Alternatives to P-Value – Ziliak’s Opposition and Suggested Methods for Hypothesis Testing

bayesianhypothesis testingp-valuerstatistical significance

In a recent article discussing the demerits of relying on the p-value for statistical inference, called "Matrixx v. Siracusano and Student v. Fisher
Statistical significance on trial" (DOI: 10.1111/j.1740-9713.2011.00511.x), Stephen T. Ziliak opposes the use of p-values. In the concluding paragraphs he says:

The data is the one thing that we already do know, and for certain.
What we actually want to know is something quite different: the
probability of a hypothesis being true (or at least practically
useful), given the data we have. We want to know the probability that
the two drugs are different, and by how much, given the available
evidence. The significance test – based as it is on the fallacy of the
transposed conditional, the trap that Fisher fell into – does not and
cannot tell us that probability. The power function, the expected
loss function, and many other decision-theoretic and Bayesian methods
descending from Student and Jeffreys, now widely available and free
on-line, do.

What is the power function, the expected loss function and "other decision-theoretic and Bayesian methods"? Are these methods widely used? Are they available in R? How are these new suggested methods implemented? How, for instance, would I use these methods to test my hypothesis in a dataset I would otherwise use conventional two-sample t-tests and p-values?

Best Answer

This sounds like another strident paper by a confused individual. Fisher didn't fall into any such trap, though many students of statistics do.

Hypothesis testing is a decision theoretic problem.
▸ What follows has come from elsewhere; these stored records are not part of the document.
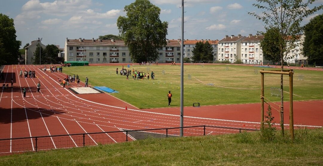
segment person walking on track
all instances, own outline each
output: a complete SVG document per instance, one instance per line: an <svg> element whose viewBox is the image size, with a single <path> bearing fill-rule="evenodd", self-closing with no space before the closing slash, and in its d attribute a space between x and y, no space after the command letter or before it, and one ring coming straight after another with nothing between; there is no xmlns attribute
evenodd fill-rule
<svg viewBox="0 0 323 166"><path fill-rule="evenodd" d="M171 91L169 91L168 94L167 95L167 96L168 98L168 105L169 106L171 106L171 102L172 102L172 96Z"/></svg>
<svg viewBox="0 0 323 166"><path fill-rule="evenodd" d="M40 82L38 81L38 83L37 85L37 93L39 93L40 90Z"/></svg>
<svg viewBox="0 0 323 166"><path fill-rule="evenodd" d="M84 86L84 87L88 87L88 83L89 83L89 78L88 78L88 77L86 77L86 78L85 78L85 85Z"/></svg>
<svg viewBox="0 0 323 166"><path fill-rule="evenodd" d="M23 89L23 91L24 92L24 98L26 98L26 87L24 87L24 88Z"/></svg>

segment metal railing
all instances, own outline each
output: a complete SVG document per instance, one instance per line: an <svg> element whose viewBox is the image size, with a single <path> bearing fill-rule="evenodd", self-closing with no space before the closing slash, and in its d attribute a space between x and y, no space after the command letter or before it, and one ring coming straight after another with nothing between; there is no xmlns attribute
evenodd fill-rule
<svg viewBox="0 0 323 166"><path fill-rule="evenodd" d="M25 151L95 146L149 138L216 135L250 131L255 129L214 126L197 126L137 130L82 133L0 139L0 155Z"/></svg>

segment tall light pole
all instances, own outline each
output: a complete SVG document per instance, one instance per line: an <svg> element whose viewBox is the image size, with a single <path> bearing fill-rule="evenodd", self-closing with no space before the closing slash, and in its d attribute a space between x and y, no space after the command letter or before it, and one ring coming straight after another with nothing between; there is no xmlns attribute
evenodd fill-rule
<svg viewBox="0 0 323 166"><path fill-rule="evenodd" d="M43 40L43 38L40 38L39 37L38 38L38 40L39 41L39 65L40 65L40 50L41 49L40 49L40 47L41 47L41 41Z"/></svg>
<svg viewBox="0 0 323 166"><path fill-rule="evenodd" d="M180 120L181 128L180 132L181 137L183 135L183 127L184 121L184 0L182 0L182 46L181 47L181 115Z"/></svg>

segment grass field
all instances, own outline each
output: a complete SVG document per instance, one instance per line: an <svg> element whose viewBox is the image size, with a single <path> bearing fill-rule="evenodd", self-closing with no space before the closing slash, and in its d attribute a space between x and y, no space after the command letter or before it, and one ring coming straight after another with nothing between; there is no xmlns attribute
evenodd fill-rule
<svg viewBox="0 0 323 166"><path fill-rule="evenodd" d="M111 94L140 109L167 106L167 94L171 91L172 107L179 107L181 67L179 66L131 65L127 69L155 73L154 80L134 80L132 77L116 75L116 69L120 66L81 66L64 67L68 74L77 74L81 81L86 77L92 86L105 86L120 92ZM227 67L228 70L227 70ZM149 68L148 69L148 68ZM286 69L287 68L286 68ZM260 76L258 71L279 69L251 66L214 65L187 65L184 66L184 106L193 103L201 105L246 103L260 102ZM149 71L148 71L148 70ZM163 74L162 71L165 71ZM191 80L188 75L192 76ZM294 79L294 101L323 99L323 72L322 71L295 70ZM298 76L303 75L304 80ZM265 74L265 96L273 101L280 101L279 97L271 97L271 87L280 87L280 75ZM284 76L284 91L288 92L288 76ZM213 85L208 85L212 84ZM284 100L289 94L284 93Z"/></svg>
<svg viewBox="0 0 323 166"><path fill-rule="evenodd" d="M322 129L277 131L272 141L259 132L148 139L130 142L0 157L1 165L322 165Z"/></svg>

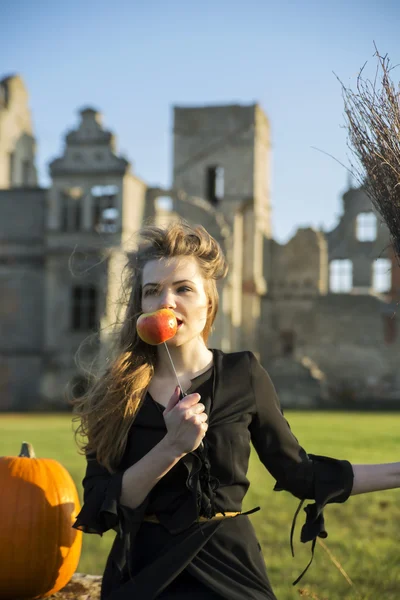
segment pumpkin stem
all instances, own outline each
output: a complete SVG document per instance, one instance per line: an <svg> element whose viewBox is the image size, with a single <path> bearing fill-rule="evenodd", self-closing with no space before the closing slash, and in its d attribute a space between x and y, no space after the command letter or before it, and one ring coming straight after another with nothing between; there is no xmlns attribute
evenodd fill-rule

Generally, you end up with a test with a given threshold between the two decisions (hypothesis true or hypothesis false). If you have a hypothesis which corresponds to a single point, such as $\theta=0$, then you can calculate the probability of your data resulting when it's true. But what do you do if it's not a single point? You get a function of $\theta$. The hypothesis $\theta\not= 0$ is such a hypothesis, and you get such a function for the probability of producing your observed data given that it's true. That function is the power function. It's very classical. Fisher knew all about it.

The expected loss is a part of the basic machinery of decision theory. You have various states of nature, and various possible data resulting from them, and some possible decisions you can make, and you want to find a good function from data to decision. How do you define good? Given a particular state of nature underlying the data you have obtained, and the decision made by that procedure, what is your expected loss? This is most simply understood in business problems (if I do this based on the sales I observed in the past three quarters, what is the expected monetary loss?).

Bayesian procedures are a subset of decision theoretic procedures. The expected loss is insufficient to specify uniquely best procedures in all but trivial cases. If one procedure is better than another in both state A and B, obviously you'll prefer it, but if one is better in state A and one is better in state B, which do you choose? This is where ancillary ideas like Bayes procedures, minimaxity, and unbiasedness enter.

The t-test is actually a perfectly good solution to a decision theoretic problem. The question is how you choose the cutoff on the $t$ you calculate. A given value of $t$ corresponds to a given value of $\alpha$, the probability of type I error, and to a given set of powers $\beta$, depending on the size of the underlying parameter you are estimating. Is it an approximation to use a point null hypothesis? Yes. Is it usually a problem in practice? No, just like using Bernoulli's approximate theory for beam deflection is usually just fine in structural engineering. Is having the $p$-value useless? No. Another person looking at your data may want to use a different $\alpha$ than you, and the $p$-value accommodates that use.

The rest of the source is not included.